Among the types of prior art which may be considered by a patent examiner during examination of a patent application is “printed publications.” Fine, so what, exactly, is a “printed publication?”
In order to qualify as a printed publication, a reference “must have been sufficiently accessible to the public interested in the art.” It is “sufficiently accessible” if it was “disseminated or otherwise made available to the extent that persons interested and ordinarily skilled in the subject matter or art, exercising reasonable diligence, can locate it.”

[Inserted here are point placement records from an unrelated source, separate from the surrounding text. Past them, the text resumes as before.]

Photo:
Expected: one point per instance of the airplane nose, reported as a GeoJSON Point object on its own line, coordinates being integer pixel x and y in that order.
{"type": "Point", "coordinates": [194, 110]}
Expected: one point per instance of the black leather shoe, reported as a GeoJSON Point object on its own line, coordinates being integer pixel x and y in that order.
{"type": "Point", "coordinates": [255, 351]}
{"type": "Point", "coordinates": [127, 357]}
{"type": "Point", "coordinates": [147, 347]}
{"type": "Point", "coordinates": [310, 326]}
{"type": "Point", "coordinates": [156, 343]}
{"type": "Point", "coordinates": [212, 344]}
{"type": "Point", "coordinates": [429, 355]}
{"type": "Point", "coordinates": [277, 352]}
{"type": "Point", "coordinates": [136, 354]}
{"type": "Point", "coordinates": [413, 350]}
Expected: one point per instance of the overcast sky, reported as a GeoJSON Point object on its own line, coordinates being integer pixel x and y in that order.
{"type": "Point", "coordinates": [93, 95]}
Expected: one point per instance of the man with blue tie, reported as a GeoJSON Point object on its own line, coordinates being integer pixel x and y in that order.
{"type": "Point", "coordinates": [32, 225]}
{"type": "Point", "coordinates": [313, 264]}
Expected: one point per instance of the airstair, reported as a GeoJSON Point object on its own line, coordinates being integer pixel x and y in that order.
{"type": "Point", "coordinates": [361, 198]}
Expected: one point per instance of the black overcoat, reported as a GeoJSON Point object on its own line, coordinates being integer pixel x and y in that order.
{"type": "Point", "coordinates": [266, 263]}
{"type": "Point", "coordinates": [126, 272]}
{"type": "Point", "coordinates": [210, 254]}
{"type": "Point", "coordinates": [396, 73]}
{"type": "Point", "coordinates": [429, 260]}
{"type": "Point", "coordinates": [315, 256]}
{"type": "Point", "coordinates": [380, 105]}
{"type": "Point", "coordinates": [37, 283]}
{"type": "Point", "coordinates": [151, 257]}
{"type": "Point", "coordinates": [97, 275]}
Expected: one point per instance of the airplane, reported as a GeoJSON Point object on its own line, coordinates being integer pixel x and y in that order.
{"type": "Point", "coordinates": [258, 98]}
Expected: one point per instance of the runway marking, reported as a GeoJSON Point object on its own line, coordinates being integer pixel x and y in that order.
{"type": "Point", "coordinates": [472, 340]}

Recently, all of this became painfully clear to a certain Dr. Lister. In Re Lister Dr. Lister was apparently an avid golfer. In 1994 he submitted, to the Copyright Office, a manuscript describing a supposedly new method of playing golf. Two years later he filed a patent application directed to this method.
The patent examiner rejected the patent claims as being anticipated by the above-mentioned manuscript. On appeal, Lister – who must have been a truly avid golfer – argued that the manuscript was not a printed publication because it was not listed in any catalog or index that would have enabled an interested searcher to discover it. The C.A.F.C. noted that the title of the manuscript included relevant terms enabling a researcher exercising reasonable diligence to discover the manuscript through a title search of the Westlaw and Dialog databases. Thus, the manuscript was a “printed publication.”
THE LESSON TO BE LEARNED: If you copyrighted your manuscript, you might as well forget about patenting the method and just join the other doctors on the golf course.